中学・高校の頃は原子力水戦艦も入ってきてものすごくベトナム戦争が身近でした。その当時テレビが初めてお茶の間に登場して戦争の様子が中継されていて生々しい現実を目の当たりにしていたわけです。子供心に何でアメリカ人の巨大な軍人がベトナムの小さい子供やおばあさんを泣かせているんだろうと思って見ていました。

そんなベトナムに少しでも自分が接近するためにまずは外交官になろうと考えていました。当時ハマーショルドと言うんだったと思いますが、憧れていて高校の時の作文には国連事務総長になりたいと書いたことがあります(笑)。

本当は中学出たらすぐにアメリカに行こうと思っていたのですが、学校の先生の反対などもあり結局日本の高校と大学に通うことにしました。大学受験生向けの雑誌の中で「ベトナム」をキーワードに探していたら東京外国語大学にインドシナ語科が数年前にできたことを知り、東京まで汽車で24時間掛けて受験をしに行って、何とか入れてもらうことができました。
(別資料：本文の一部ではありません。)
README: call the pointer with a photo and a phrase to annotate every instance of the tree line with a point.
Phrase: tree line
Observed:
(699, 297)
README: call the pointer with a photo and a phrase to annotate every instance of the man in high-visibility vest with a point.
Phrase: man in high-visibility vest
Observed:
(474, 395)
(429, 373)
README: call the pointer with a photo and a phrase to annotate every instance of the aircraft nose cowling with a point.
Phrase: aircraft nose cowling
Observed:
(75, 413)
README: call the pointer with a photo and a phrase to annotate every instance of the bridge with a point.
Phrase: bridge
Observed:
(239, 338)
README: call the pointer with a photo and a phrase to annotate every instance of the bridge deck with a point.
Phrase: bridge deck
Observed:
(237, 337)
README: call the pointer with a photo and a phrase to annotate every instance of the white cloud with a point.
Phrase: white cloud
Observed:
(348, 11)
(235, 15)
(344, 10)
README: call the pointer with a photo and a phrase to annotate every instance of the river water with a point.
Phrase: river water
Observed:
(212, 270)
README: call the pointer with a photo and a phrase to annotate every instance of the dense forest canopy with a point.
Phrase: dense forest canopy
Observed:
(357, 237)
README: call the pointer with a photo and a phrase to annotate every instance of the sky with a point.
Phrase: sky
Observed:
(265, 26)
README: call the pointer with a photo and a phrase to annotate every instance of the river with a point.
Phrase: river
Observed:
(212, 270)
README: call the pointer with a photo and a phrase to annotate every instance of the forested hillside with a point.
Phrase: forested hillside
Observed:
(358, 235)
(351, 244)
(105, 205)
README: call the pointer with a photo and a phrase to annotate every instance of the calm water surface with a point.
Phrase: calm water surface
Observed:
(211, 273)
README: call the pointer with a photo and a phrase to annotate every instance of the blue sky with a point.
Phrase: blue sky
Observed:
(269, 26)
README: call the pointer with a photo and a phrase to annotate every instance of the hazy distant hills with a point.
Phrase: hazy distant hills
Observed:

私は66年に入学しましたが、ちゃんとしたテキストや辞書もないという無い無い尽くしで勉強が始まりました。私の恩師である竹内與之助先生は元々フランス語の御専門でした。

政治から文化への転向

べトナミスト・クラブでの食事会の様子

Q大学卒業後に就職などは考えていなかったのですか?

進路を考えていた時期に日本の学生運動が盛り上がりを見せていて68年には母校も封鎖されてしまいました。そのため私の大学卒業証書には1970年「5月」卒業となっています。

政治家になろうと思って外交官の勉強はしていましたが当時の日本は若い人たちがゲバ棒を持って殺し合いをするような状況で... 私はどうしてもそのような政治の嵐に納得できませんでした。次第に私は政治ではなく文化を究めて日本と比較しながら生活の中でそれを活かそうと考えるようになっていったんです。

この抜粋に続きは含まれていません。